Trump says he will deploy military if state officials can't contain protest violence

WASHINGTON — As sirens wailed and flash-bang grenades popped across the street, President Donald Trump announced from the Rose Garden that he would use the U.S. military to stop the riots across the country that have been sparked by the death of George Floyd.

“I am mobilizing all federal and local resources, civilian and military, to protect the rights of law abiding Americans,” Trump said in the extraordinary address, which was delivered as police fired smoke devices outside to push protesters back from the White House.

"We are ending the riots and lawlessness that has spread throughout our country. We will end it now," Trump said.

"If a city or state refuses to take the actions necessary to defend the life and property of their residents, then I will deploy the United States military and quickly solve the problem for them," Trump said, referring to himself as "your president of law and order and an ally of all peaceful protesters.”

He said he was already dispatching "thousands and thousands of heavily armed soldiers, military personnel, and law enforcement officers" to Washington to stop the violence that has been a feature of the protests here.

Shortly before he started to speak — about 20 minutes before Washington's 7 p.m. ET curfew — the police and National Guard had started using smoke and flash bangs to push away the large crowd of peaceful protesters outside.

It soon became clear why the authorities had forcibly cleared Lafayette Park and its surrounding streets of peaceful protesters. Concluding his remarks, Trump said he was going to "pay my respects to a very, very special place." Then, surrounded by many of his West Wing aides, he walked across the street that had been cleared in order to stand outside St. John's Church, which suffered fire damage in protests Sunday night.

Trump held up a Bible outside the church and posed for pictures, then returned to the White House. He did not go in the church or express any religious sentiments there.

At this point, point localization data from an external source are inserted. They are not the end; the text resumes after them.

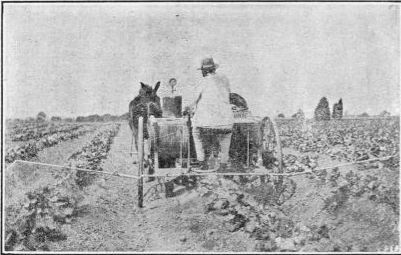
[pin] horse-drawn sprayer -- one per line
(166, 152)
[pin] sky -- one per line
(78, 59)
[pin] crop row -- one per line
(349, 140)
(37, 220)
(38, 133)
(30, 150)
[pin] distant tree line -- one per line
(42, 117)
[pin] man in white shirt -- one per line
(213, 115)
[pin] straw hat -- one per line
(208, 63)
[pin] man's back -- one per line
(214, 108)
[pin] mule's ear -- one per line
(156, 86)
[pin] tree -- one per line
(322, 111)
(299, 115)
(338, 110)
(41, 116)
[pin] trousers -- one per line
(208, 137)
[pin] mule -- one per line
(147, 103)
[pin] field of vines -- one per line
(341, 194)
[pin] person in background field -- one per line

Critics blasted the move. "The desire for a certain backdrop for a press announcement is not a security requirement," tweeted Sen. Brian Schatz, D-Hawaii. "In other words, using the power of the U.S. Military to clear out peaceful protestors for a presser is a massive abuse of power. "

To activate the military to operate in the U.S., Trump would have to invoke the 213-year-old Insurrection Act, which four people familiar with the decision had told NBC News he planned to do.

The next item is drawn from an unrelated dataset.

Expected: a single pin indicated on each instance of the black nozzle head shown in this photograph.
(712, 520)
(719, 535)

The military police forces would come from Fort Bragg in North Carolina and possibly Fort Belvoir in Virginia and could arrive in Washington within hours, these people said.

Trump’s decision on whether to invoke the act, adopted in 1807, to deploy troops has come as his frustrations mount over the protests that have followed the death of Floyd, a black man who was killed in police custody last week in Minneapolis. The people familiar with his decision said Trump was angry Sunday night at the destruction some protestors caused in Washington, particularly the vandalization of national monuments.

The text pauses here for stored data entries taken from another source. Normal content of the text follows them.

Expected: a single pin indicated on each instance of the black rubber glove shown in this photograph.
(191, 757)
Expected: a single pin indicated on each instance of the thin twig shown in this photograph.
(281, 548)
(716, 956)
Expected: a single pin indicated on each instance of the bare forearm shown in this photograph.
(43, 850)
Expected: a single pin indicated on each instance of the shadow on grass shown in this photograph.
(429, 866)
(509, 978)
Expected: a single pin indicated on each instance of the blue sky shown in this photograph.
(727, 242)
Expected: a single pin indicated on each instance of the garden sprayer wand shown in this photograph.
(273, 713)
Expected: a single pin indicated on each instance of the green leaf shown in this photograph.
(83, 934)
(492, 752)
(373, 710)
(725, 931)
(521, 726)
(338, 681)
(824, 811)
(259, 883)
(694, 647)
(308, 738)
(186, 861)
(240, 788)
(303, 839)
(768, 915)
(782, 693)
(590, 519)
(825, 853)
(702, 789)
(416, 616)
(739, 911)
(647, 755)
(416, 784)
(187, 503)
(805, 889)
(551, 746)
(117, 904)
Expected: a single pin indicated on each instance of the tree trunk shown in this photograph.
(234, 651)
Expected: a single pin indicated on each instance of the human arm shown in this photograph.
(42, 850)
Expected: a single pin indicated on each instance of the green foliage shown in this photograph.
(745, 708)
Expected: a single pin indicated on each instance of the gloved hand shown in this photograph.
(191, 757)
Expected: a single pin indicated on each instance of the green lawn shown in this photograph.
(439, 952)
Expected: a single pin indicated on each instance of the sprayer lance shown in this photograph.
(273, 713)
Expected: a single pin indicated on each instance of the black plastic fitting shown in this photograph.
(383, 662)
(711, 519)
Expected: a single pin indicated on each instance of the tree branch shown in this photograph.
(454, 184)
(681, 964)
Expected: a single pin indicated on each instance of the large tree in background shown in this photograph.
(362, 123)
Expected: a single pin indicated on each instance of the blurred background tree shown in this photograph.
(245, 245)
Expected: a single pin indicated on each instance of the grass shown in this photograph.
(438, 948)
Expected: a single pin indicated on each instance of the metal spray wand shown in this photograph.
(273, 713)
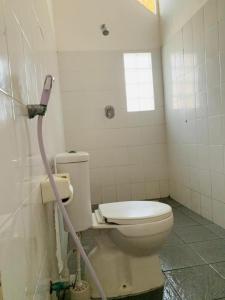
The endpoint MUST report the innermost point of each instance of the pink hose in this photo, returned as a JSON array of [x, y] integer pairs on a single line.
[[64, 212]]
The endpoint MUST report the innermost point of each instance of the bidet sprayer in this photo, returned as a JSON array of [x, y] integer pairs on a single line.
[[40, 109]]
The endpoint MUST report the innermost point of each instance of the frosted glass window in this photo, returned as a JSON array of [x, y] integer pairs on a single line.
[[139, 81], [149, 4]]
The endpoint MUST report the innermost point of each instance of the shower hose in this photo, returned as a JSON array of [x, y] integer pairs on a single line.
[[63, 210]]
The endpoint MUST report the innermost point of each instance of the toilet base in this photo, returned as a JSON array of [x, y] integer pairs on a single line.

Some of the president’s aides have been encouraging him for days to invoke the act, as he weighed options for exercising executive powers to address the crisis. The act was last invoked during the 1992 Rodney King riots in Los Angeles.

Trump's remarks came hours after he urged the nation’s governors to get “tough” with unruly demonstrators. “Most of you are weak,” he told them, according to audio of the call obtained by NBC News. "You have to dominate. If you don't dominate, you're wasting your time, they're gonna run over you, you're gonna look like a bunch of jerks,” the president said.

At a briefing with reporters Monday, White House press secretary Kayleigh McEnany had left open the possibility that the president could invoke the act.

“The Insurrection Act, it’s one of the tools available, whether the president decides to pursue that, that’s his prerogative,“ McEnany said.

Governors can ask that the federal government send active duty troops to help in cases of civil unrest like the widespread protests plaguing U.S. cities over the last several days. But, so far, no governor has requested active duty troops to assist and instead they have relied on local law enforcement and National Guard soldiers and airmen on state active duty.

Governors often prefer the National Guard forces in these cases because they can legally perform law enforcement duties in the U.S., whereas troops on active duty cannot without violating the Posse Comitatus Act, a 1878 law that prohibits the government from using military forces to act as a police force within U.S. borders.

But the president could invoke the Insurrection Act to deploy active-duty troops without a request from a governor. Those troops would be allowed to conduct law enforcement missions. To invoke the act, Trump would first have to issue a proclamation to “immediately order the insurgents to disperse and retire peaceably to their abodes within a limited time,” according to the law.

In the past the Justice Department has drafted such proclamations. And according to the Congressional Research Service, the act has been invoked many times throughout U.S. history, although rarely since the 1960s civil rights era. When it was invoked in 1992 during the Los Angeles riots, the move was requested by then-California Gov. Pete Wilson, not invoked solely by President George H.W. Bush.

The Defense Department declined to comment on the possibility that the president could invoke the act.

One of Trump’s allies outside the White House, Sen. Tom Cotton, R-Ark., urged Trump to invoke the Insurrection Act “if necessary” so U.S. troops can “support our local law enforcement and ensure that this violence ends tonight.”